メストリルからこのキュエリーゼまでは少し距離がある。馬車旅でおおよそ7日ほどだろうか。だが、そもそも内陸地であるメストリルから海岸へ出るにはどこへ行っても相応の時間が掛かる。一番近いのはケウレアラ王国にある隠れ港だったが、今はジルメーヌもそこを使ってはいない。その隠れ港からやや西に位置する港町エランにメストリル王国とケウレアラ王国共同出資による大型造船所と何隻かの停泊所も同時に建造しており、そこに「イルミナティオ」も「サン・メストリーデ」も今は停泊している。
デリウス教授が常駐しているのもエランの造船所だ。そのデリウスは早速2隻目の建設に取り掛かっているらしい。もちろん、ケウレアラの公用船だ。
(あとは東だな――)
実は一番困っているのがその「東の寄港地の候補」についてだった。
キール自身、東の国で所縁のある国と言えば、ダーケート王国かシェーランネル王国ぐらいで、あとの二つについてはまだ足を踏み入れたことすらない。
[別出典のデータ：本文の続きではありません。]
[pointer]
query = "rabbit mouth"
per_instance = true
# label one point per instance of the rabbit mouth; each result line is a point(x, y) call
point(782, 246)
シェーランネルは東というよりは北東であるうえ、臨海国家ではない。かろうじてダーケート王国が一部東の海岸に接しているのだが、山がちで大きな港を建造するスペースはほとんど見当たらない。ダーケートの海岸線には小さな漁村が一つ二つある程度だ。
(まあ、東はまた折を見てということで。まずは西のローベから片付けよう――)
「ううっ――、さむっ!」
やはりいくら南の海上とは言え、この季節に長く海風にあたると相当冷えてくる。
キールは身震いをしながら、自室に戻った。